Вопрос про production ML
A new perception detector improves some offline metrics but degrades others. How do you decide whether to ship it to production?
Ответить самому
Сначала сформулируйте ответ как на собеседовании, затем откройте разбор и оцените себя.
Короткий ответ
Do not average metrics blindly. Map them to product and safety costs, inspect critical slices, require guardrails, and roll out only if the target operating point improves without violating constraints.
Полный разбор
For an autonomous-driving detector, the decision is not simply "two metrics up, two down". First define what each metric means for the product and safety case.

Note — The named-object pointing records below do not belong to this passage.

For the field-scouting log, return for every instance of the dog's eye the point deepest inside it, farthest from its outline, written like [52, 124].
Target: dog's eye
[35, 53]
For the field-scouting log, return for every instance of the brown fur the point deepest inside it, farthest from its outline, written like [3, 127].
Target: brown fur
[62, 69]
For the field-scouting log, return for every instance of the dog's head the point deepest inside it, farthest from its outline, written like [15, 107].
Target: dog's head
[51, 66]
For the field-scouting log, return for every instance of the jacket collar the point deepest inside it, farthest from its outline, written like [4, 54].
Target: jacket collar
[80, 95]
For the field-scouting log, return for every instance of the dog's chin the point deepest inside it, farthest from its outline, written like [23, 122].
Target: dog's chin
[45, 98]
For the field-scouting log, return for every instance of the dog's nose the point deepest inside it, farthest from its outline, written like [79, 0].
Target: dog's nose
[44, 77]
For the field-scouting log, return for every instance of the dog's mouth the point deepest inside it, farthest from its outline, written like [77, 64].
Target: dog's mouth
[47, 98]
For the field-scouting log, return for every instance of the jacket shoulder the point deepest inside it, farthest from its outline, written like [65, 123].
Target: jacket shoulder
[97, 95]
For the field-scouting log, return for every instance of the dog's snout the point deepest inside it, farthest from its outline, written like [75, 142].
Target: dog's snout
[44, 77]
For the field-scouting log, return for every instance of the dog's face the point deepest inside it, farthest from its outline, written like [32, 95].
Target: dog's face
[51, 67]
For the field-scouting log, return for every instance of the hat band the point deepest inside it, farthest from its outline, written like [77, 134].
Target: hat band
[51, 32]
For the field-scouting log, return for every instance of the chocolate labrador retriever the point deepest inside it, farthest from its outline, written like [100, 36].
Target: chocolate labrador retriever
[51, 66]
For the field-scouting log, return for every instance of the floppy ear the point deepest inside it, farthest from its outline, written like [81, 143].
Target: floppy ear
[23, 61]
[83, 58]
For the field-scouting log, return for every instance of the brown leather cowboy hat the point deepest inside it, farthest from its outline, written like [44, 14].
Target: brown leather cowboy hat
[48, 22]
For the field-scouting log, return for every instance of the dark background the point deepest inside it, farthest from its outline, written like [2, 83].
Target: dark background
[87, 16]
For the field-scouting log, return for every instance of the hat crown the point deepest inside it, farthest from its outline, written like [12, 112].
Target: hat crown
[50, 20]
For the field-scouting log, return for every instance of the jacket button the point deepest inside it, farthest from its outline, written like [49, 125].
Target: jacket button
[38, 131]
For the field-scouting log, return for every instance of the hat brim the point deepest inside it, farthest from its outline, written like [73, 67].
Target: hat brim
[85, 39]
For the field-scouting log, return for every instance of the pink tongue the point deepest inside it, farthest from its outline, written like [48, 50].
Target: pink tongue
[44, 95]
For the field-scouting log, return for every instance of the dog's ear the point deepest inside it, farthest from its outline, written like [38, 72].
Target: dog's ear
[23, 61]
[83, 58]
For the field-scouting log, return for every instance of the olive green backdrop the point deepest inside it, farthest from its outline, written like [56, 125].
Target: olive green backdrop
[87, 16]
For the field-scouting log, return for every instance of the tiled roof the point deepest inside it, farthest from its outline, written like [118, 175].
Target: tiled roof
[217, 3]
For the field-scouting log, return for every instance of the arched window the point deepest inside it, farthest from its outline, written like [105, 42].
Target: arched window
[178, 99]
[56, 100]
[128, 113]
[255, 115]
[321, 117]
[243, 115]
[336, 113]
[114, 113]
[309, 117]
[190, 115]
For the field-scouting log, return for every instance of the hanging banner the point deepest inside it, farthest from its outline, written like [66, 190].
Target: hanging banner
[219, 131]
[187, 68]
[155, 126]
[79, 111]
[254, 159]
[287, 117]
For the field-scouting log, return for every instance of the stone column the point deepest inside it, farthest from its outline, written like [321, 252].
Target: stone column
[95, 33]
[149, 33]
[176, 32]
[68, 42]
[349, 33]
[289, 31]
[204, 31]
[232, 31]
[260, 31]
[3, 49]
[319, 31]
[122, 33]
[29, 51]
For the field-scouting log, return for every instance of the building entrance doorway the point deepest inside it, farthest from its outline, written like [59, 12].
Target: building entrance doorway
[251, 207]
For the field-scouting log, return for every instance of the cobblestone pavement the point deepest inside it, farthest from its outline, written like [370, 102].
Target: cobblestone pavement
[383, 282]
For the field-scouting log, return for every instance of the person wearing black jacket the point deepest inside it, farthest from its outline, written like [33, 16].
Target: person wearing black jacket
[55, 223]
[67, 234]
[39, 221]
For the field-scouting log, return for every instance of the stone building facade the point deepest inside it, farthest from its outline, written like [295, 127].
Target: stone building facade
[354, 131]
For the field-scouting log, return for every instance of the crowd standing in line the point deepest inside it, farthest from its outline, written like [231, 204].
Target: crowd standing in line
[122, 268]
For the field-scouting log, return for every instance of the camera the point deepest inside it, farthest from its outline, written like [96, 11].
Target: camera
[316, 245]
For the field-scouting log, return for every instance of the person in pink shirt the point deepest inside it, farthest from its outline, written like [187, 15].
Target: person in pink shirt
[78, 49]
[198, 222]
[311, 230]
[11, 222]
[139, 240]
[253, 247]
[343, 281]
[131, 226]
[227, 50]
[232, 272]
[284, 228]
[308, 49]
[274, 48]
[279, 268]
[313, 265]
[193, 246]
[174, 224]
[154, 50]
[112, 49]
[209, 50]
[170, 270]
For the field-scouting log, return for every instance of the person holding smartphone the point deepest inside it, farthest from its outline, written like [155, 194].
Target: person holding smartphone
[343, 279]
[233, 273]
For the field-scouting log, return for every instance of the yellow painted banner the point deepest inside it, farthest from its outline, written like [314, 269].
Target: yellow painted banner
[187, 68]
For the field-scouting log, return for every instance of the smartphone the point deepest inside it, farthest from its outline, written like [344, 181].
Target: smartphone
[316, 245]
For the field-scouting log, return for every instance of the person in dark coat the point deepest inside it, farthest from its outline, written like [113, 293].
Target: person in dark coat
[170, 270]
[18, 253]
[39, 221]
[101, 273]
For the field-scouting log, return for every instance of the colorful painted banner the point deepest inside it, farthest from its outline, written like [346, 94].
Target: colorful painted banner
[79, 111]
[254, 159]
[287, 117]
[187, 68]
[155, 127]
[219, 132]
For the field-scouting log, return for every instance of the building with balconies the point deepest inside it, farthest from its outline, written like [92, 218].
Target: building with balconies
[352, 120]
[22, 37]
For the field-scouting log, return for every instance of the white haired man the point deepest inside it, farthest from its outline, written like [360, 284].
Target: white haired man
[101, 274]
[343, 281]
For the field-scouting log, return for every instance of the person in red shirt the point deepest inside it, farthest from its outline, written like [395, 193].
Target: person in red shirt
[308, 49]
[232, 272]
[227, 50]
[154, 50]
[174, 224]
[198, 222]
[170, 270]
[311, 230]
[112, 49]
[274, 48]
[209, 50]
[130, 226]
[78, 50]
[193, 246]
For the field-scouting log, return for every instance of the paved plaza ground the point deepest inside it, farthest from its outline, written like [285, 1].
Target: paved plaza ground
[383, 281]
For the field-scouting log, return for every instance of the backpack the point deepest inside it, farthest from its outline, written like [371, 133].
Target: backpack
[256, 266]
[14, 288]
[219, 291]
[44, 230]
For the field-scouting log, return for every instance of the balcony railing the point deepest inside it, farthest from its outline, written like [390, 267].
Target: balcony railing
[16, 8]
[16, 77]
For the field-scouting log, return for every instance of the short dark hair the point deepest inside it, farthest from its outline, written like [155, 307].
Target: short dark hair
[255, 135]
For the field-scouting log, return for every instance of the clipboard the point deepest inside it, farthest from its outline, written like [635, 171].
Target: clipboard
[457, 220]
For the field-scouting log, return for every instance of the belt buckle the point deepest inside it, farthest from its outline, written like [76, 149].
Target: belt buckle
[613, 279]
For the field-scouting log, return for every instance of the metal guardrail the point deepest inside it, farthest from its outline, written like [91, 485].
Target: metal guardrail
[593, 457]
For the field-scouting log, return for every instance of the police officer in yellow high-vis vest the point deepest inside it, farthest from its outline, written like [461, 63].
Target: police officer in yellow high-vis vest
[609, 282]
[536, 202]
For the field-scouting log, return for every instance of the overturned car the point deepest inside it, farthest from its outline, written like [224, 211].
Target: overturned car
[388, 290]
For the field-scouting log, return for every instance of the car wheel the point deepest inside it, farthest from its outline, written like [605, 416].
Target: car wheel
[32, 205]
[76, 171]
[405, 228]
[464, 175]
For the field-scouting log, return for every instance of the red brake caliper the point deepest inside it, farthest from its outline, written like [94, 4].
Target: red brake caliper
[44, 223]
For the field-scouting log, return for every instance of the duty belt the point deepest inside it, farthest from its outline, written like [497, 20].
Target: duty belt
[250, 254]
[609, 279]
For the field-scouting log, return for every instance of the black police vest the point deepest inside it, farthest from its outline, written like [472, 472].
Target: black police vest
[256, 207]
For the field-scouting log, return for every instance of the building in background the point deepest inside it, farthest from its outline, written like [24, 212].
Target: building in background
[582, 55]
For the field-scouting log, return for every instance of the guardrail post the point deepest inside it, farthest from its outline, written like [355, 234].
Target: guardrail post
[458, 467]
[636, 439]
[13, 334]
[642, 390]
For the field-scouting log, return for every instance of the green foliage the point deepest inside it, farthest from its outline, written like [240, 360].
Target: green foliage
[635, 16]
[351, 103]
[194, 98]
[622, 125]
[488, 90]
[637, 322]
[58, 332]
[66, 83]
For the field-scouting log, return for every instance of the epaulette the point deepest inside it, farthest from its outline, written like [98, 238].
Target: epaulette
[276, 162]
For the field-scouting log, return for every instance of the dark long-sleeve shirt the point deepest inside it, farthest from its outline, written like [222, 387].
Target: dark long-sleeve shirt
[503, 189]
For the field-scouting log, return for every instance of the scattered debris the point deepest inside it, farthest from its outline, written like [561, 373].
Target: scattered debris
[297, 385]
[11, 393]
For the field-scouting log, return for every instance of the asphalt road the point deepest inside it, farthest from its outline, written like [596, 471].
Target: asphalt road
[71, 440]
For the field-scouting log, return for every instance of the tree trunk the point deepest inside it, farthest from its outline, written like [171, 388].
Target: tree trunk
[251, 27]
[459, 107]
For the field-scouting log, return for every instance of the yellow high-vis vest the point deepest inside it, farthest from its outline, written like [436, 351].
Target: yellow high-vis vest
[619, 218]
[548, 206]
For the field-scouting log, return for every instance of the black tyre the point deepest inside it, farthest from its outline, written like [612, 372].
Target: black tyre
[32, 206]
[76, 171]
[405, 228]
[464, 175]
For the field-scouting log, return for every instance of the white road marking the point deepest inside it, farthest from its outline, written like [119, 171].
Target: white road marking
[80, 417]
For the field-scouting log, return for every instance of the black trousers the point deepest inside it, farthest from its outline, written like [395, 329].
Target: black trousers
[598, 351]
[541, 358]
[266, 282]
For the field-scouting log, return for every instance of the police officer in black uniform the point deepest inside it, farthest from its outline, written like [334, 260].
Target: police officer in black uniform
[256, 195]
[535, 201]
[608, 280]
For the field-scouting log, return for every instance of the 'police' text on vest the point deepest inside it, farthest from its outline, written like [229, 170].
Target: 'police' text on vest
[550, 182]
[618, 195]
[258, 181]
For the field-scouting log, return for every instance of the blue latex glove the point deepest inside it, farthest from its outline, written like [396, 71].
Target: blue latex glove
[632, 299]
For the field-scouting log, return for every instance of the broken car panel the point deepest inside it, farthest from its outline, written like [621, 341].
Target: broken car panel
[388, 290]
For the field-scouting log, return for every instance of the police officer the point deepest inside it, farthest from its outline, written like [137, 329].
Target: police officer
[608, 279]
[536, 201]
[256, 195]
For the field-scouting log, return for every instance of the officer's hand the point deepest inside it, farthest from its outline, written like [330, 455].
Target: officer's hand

A small recall regression on pedestrians can be unacceptable even if mAP improves, while extra false positives might be tolerable if the planner can safely slow down.
The practical flow is to choose primary metrics and guardrails, inspect per-class and per-scenario slices, evaluate at the intended threshold or operating point, and compare against regression budgets. Important slices can include pedestrians, cyclists, night, rain, occlusion, distance buckets and rare critical scenarios.
Only after offline checks pass should the team consider shadow mode, canary, simulation replay or staged rollout. The stronger answer explicitly ties metrics to downstream system behavior and business/safety constraints rather than treating every offline metric equally.
Теория
Production ML decisions require a utility or risk model, not just aggregate metric comparison.
Типичные ошибки
- Average unrelated metrics into one score with no justification.
- Ignore safety-critical slices.
- Ship directly from offline improvement without rollout controls.
Как отвечать на собеседовании
- Say which error is worse for this product.
- Mention threshold choice and per-slice validation.